🤖 AI Summary
Existing first-person videos lack tactile signals, making it challenging to model realistic physical interactions. To address this limitation, this work introduces EgoTouch, a large-scale, multi-view embodied dataset that provides densely annotated bimanual manipulation data with tactile sensing for the first time. The authors propose TouchAnything, a vision-to-tactile prediction framework capable of estimating continuous pressure distributions at hand-object contact points using only visual inputs. The system integrates RGB video from head-mounted and dual wrist-mounted cameras, 3D hand poses, and wearable tactile sensors, enabling high-fidelity tactile reconstruction through multi-view fusion.
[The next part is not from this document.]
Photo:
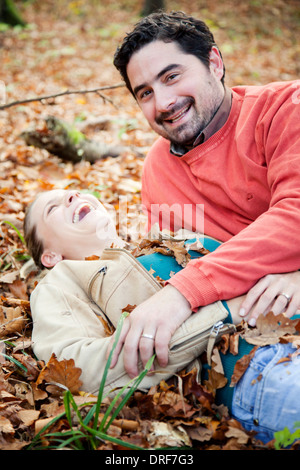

Experiments demonstrate that incorporating wrist-mounted views improves contact IoU by 5.0% and volume IoU by 6.1%, significantly outperforming single-view approaches.
📝 Abstract
Egocentric human video data, which captures rich human-environment interactions and can be collected at scale, has become a key driver of embodied intelligence research. However, existing egocentric datasets typically lack tactile sensing, a critical modality that provides direct cues about contact, force, and pressure in human-object interaction. Without such signals, models struggle to learn physically grounded representations of real-world interaction dynamics. While tactile sensors provide these cues, deploying high-quality tactile hardware at scale remains expensive and cumbersome. This raises a central question: can tactile feedback be inferred directly from visual observations, enabling scalable tactile supervision for egocentric video data and supporting physically grounded embodied learning? To enable research in this direction, we introduce EgoTouch, a large-scale multi-view egocentric dataset with dense tactile supervision for bimanual hand-object interaction. EgoTouch comprises 208 manipulation tasks spanning 1,891 episodes in diverse indoor and outdoor environments, with synchronized multi-view RGB (head-mounted egocentric and dual wrist-mounted cameras), bimanual 3D hand pose, and continuous pressure maps from wearable tactile sensors. Building on EgoTouch, we introduce TouchAnything, a baseline multi-view vision-to-touch prediction framework that uses the egocentric view as the primary input and flexibly leverages available wrist-mounted views at inference time. Experiments show that incorporating wrist-mounted views generally improves tactile prediction over egocentric-only input, achieving up to 5.0% relative improvement in Contact IoU and 6.1% relative improvement in Volumetric IoU. We will publicly release the dataset, code, and benchmark.